I have a dataset that I need to query from and aggregate the selected records based on a string similarity.
For example a simple SELECT, COUNT
query can return a set of records like:
NAME | COUNT |
---|---|
CAR | 6 |
CAR 1 | 12 |
CAR 22 | 2 |
CAR 45 | 9 |
Van 2 | 4 |
Van 22 | 5 |
Van 12 | 16 |
UNKNOWN | 6 |
I want the result to be aggregate by a substring as:
NAME | COUNT |
---|---|
CAR | 29 |
VAN | 25 |
UNKOWN | 6 |
A sample of the current query I have is:
SELECT "vehicle_name" AS "NAME", count(*) AS "Count"
FROM "vehicles"
WHERE ("registered" = 'true'GROUP BY "public"."players"."device_name"
ORDER BY "vehicle_name" ASC
CodePudding user response:
Please try like this
SELECT
SUM(COUNT),
SUBSTRING(vehicle_name,1,ISNULL(NULLIF(PATINDEX('%[^A-Za-z.''0-9]%',LTRIM(RTRIM(vehicle_name))),0)-1,LEN(vehicle_name))) AS Value
FROM
vehicles
GROUP BY SUBSTRING(vehicle_name,1,ISNULL(NULLIF(PATINDEX('%[^A-Za-z.''0-9]%',LTRIM(RTRIM(vehicle_name))),0)-1,LEN(vehicle_name)))
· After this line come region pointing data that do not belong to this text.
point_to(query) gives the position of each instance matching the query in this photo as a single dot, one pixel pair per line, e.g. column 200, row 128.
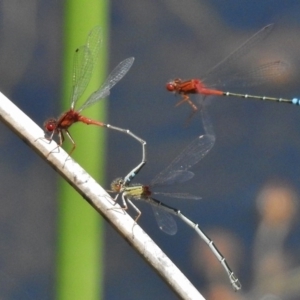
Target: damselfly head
column 117, row 185
column 50, row 125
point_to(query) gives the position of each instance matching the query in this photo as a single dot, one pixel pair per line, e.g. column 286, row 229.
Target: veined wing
column 224, row 66
column 104, row 90
column 85, row 57
column 177, row 171
column 256, row 76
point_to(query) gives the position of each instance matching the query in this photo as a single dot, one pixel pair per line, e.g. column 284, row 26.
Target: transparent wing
column 116, row 75
column 85, row 58
column 164, row 220
column 177, row 171
column 262, row 74
column 224, row 66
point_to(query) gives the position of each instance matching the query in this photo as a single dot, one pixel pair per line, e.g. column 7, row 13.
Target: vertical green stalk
column 79, row 269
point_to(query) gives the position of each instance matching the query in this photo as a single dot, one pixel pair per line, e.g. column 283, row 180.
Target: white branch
column 92, row 192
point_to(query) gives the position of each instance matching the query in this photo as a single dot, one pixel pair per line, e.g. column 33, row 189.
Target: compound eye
column 50, row 125
column 170, row 87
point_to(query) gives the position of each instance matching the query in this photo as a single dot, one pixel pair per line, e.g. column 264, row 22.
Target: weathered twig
column 92, row 192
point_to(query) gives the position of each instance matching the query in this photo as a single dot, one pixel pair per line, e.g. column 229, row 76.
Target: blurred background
column 249, row 181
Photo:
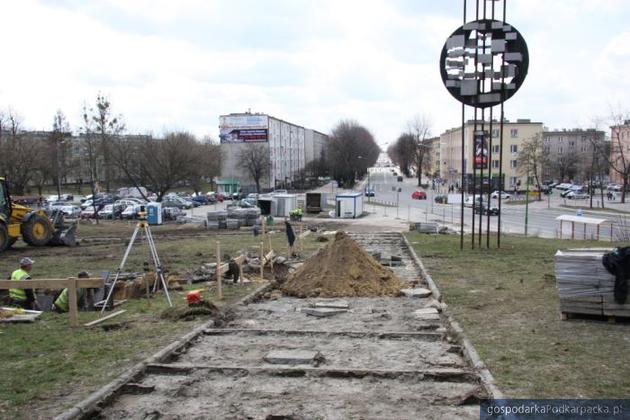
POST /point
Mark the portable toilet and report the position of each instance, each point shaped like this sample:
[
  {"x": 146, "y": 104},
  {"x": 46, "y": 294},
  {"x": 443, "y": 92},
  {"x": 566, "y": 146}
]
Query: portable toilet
[
  {"x": 285, "y": 203},
  {"x": 154, "y": 213},
  {"x": 349, "y": 205}
]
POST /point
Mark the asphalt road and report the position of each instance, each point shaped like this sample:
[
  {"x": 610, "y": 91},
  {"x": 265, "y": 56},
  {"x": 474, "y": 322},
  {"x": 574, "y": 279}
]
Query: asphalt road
[{"x": 541, "y": 220}]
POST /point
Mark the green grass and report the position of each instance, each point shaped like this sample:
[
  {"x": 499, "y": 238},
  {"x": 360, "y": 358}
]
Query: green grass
[
  {"x": 507, "y": 303},
  {"x": 47, "y": 365}
]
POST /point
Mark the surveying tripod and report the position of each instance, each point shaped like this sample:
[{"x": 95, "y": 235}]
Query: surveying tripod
[{"x": 144, "y": 229}]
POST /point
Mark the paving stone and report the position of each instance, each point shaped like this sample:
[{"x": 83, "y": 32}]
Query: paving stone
[
  {"x": 323, "y": 312},
  {"x": 336, "y": 304},
  {"x": 427, "y": 314},
  {"x": 292, "y": 357},
  {"x": 419, "y": 292}
]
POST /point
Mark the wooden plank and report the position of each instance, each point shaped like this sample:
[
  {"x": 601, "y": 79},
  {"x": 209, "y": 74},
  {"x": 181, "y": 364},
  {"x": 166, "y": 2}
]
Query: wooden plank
[
  {"x": 72, "y": 302},
  {"x": 105, "y": 318},
  {"x": 49, "y": 283}
]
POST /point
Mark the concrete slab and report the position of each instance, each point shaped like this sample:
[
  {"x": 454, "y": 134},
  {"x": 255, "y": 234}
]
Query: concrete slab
[
  {"x": 323, "y": 312},
  {"x": 336, "y": 304},
  {"x": 426, "y": 314},
  {"x": 419, "y": 292},
  {"x": 292, "y": 357}
]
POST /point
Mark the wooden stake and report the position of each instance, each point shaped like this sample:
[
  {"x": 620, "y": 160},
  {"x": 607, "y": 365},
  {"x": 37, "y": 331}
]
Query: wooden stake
[
  {"x": 219, "y": 273},
  {"x": 72, "y": 301},
  {"x": 262, "y": 259}
]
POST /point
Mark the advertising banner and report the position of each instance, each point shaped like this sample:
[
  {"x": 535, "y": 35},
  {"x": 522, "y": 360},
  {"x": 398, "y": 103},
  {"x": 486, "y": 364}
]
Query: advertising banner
[
  {"x": 481, "y": 150},
  {"x": 244, "y": 121},
  {"x": 234, "y": 135}
]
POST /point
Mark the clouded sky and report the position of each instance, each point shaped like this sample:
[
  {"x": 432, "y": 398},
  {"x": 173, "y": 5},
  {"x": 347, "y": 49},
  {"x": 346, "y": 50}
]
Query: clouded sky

CodePudding user response:
You can use the metabase regexextract
function to solve your problem, matching the first word by exploiting the start of string symbol.
SELECT REGEXEXTRACT([NAME], "^[A-Za-z] ") AS "NAME",
SUM([COUNT]) AS "COUNT"
FROM vehicles
GROUP BY REGEXEXTRACT([NAME], "^[A-Za-z] ")
Does it solve your problem?